Strong Court Ruling Upholds the Artistic License (fwd)
Tzeng, Nigel H.
Nigel.Tzeng at jhuapl.edu
Sun Aug 17 19:22:18 UTC 2008
>From: Ben Tilly [mailto:btilly at gmail.com]
>I therefore find it hard to believe that anyone who has read the
>decision could fail to understand that precedent was *not* ignored.
I might ask for clarification to understand why they state what they
stated since I gathered from his post that he read the decision.
He could, of course, be wrong.
>When added to the repeated comments that say that the open source
>community should want the exact opposite of what most in that
>community do, in fact, want, I had to ask whether the post was
>intended to generate hostile responses rather than useful dialog.
I found this paragraph to be interesting:
"The CAFC's Jacobsen decision unwittingly attempts to radically change
the risks of licensing software. The CAFC states that any failure to
comply with a license provision that the license even generally calls
a "condition" is an infringement rather than a breach. Thus, any
licensee that violates the "conditions" of a license, even if
unintentional, is subject to infringement damages."
I don't know if the analysis is correct but if so I would find it not entirely
euphoric.
That there was a certain bias was obvious when the terms "Mr. Moglen
and his followers" and "wishful thinking" was used. It's always useful
to understand where folks are coming from when evaluating what they
say/write.
That said, Mr. Moglen does have a position and followers that are not
always aligned with open source but the goals of the FSF. There are
important differences between the two.
I read what Mr. Moglen writes with great interest but I keep in mind
two things:
1) He's an advocate for a certain position and not just a lawyer. This
position is somewhat similar but not identical to my own. Therefore
certain strategies are good for him but not necessarily good for me.

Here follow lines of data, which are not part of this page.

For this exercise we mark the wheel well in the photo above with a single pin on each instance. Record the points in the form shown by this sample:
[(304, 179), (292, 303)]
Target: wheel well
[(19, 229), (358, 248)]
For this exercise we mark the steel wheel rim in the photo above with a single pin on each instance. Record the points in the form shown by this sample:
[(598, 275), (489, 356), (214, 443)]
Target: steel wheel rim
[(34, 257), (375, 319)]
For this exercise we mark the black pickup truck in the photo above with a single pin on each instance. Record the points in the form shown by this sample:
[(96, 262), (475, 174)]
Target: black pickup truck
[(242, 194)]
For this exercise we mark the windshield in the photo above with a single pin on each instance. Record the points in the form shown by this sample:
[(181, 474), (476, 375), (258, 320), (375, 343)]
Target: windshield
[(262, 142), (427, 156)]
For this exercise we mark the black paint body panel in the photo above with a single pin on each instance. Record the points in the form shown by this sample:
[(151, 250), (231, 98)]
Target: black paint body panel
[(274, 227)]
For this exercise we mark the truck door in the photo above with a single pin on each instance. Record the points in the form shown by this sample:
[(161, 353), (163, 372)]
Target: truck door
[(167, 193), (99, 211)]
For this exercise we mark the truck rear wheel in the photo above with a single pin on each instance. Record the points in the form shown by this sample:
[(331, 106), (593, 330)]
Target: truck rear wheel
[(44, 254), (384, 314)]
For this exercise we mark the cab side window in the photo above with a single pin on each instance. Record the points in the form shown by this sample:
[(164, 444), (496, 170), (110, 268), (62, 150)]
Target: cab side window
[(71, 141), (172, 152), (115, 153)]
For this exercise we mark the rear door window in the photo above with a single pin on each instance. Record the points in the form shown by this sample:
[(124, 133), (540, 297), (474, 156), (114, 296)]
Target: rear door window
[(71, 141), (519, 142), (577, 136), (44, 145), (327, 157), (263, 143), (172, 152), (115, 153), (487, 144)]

That's okay, of course, since he's not my lawyer. Neither is he the
lawyer for the OSF.
2) In his profession, reality is whatever he can convince a judge to
say is reality. Therefore he can argue with complete sincerity and
conviction that reality is X if he believes he has a strong enough
case to have X upheld.
Even if !X can also be argued with complete sincerity and conviction
by a different lawyer for the same reasons...
In our profession, reality is whatever we can convince our compilers
to accept as reality. :)
>To complete the analogy your professional opinion should be
>diametrically opposed to all other publicly available information, and
>your opinion should repeatedly say that people don't want what they
>say they do, and do want what they say they don't.
I wonder sometimes if we really understand what we want from a legal
perspective. I read this more as a "beware what you ask for" kind
of warning.
As in "we got our victory but it comes with some baggage".
>My understanding is that software copyright holders enjoy the exact
>same rights as other copyright holders. The difference is that in
>software we tend to use copyrighted material in different ways.
Some lawyers disagree with respect to EULAs, licensing vs ownership,
etc. Perhaps Jacobsen v. Katzer is not a good example of this. I was
following the Blizzard case with more interest.
I look forward to Marc Whipple's assessement of the OP's piece.